Jungian Therapy, Jungian Analysis, New York

Thinking

from Jung Lexicon by Daryl Sharp

Thinking. The mental process of interpreting what is perceived. (Compare feeling.)

In Jung’s model of typology, thinking is one of the four functions used for psychological orientation. Along with feeling, it is a rational function. If thinking is the primary function, then feeling is automatically the inferior function.

Thinking, if it is to be real thinking and true to its own principle, must rigorously exclude feeling. This, of course, does not do away with the the fact that there are individuals whose thinking and feeling are on the same level, both being of equal motive power for consciousness. But in these cases there is also no question of a differentiated type, but merely of relatively undeveloped thinking and feeling.[“General Description of the Types,”CW6, par. 667.]
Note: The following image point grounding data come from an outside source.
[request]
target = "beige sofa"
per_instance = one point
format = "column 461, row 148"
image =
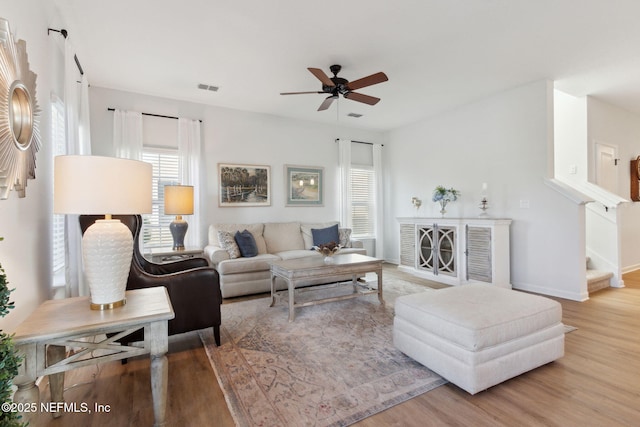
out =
column 275, row 241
As a process of apperception, thinking may be active or passive.

Active thinking is an act of the will, passive thinking is a mere occurrence. In the former case, I submit the contents of ideation to a voluntary act of judgment; in the latter, conceptual connections establish themselves of their own accord, and judgments are formed that may even contradict my intention. . . . Active thinking, accordingly, would correspond to my concept of directed thinking. Passive thinking . . . I would call . . . intuitive thinking.[“Definitions,” Ibid, par. 830.]

The capacity for directed thinking I call intellect; the capacity for passive or undirected thinking I call intellectual intuition.[Ibid, par. 832.]